Für allgemeine Härteprüfungen in der Werkstofftechnik kommen alle drei Verfahren – Vickers (ISO 6507), Rockwell (ISO 6508) und Brinell (ISO 6506) – zum Einsatz. Geht es jedoch um die Ermittlung von Härteverläufen, zum Beispiel an Schweißnähten in den Zonen Grundwerkstoff, Wärmeeinflusszone und Schweißgut, wird ausschließlich nach dem Vickers-Verfahren geprüft. Die daraus resultierenden Härteprofile sind für die Bewertung der Materialeigenschaften in sicherheitskritischen Anwendungen besonders relevant. Die Auswertung erfolgt mit spezieller Software wie HardWin XL, die eine präzise, grafische Darstellung des Härteverlaufs ermöglicht.

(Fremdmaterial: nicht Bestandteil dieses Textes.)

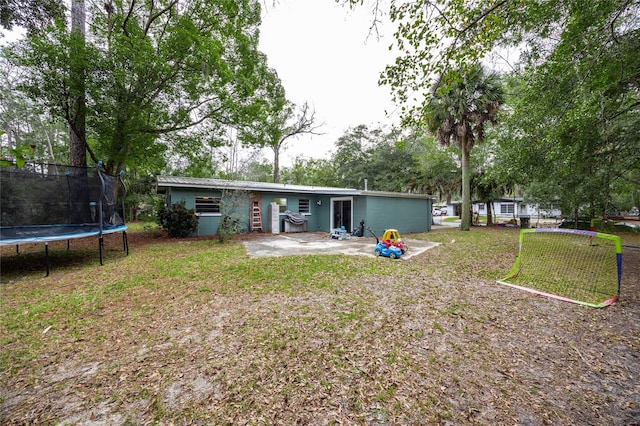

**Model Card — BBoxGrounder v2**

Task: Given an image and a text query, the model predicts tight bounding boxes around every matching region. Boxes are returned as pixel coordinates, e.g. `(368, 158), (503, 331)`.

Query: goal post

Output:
(498, 228), (622, 308)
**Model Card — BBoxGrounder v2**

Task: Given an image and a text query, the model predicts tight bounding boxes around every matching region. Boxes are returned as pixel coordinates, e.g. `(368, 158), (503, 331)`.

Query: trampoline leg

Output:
(44, 243), (51, 277)
(122, 231), (129, 256)
(98, 235), (104, 265)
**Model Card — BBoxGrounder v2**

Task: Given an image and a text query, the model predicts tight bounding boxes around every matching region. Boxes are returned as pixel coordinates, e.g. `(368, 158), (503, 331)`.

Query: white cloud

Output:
(260, 0), (397, 164)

Für die Bewertung von Schweißnähten spielt auch der Kerbschlagbiegeversuch (DIN EN ISO 148-1) eine Rolle. Hierbei wird die Probe einer dynamischen Belastung unterzogen, die gezielt einen Bruch herbeiführt. Ebenso wichtig ist der Biegeversuch nach DIN EN ISO 5173, der die zerstörenden Prüfungen von Schweißnähten an metallischen Werkstoffen beschreibt.

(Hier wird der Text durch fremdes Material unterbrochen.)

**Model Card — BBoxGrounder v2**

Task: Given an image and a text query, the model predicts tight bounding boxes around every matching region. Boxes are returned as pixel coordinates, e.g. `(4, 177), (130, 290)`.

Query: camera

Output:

Die Schweißnahtprüfung ermöglicht eine umfassende Analyse der Materialeigenschaften und gewährleistet, dass Bauteile auch unter extremen Bedingungen ihre Funktion erfüllen. Diese Verfahren bilden die Basis für die sichere Nutzung von Schweißverbindungen in kritischen Bereichen wie dem Fahrzeug- und Maschinenbau, dem Schiff- und Pipelinebau sowie in der Medizintechnik und der Luftfahrt.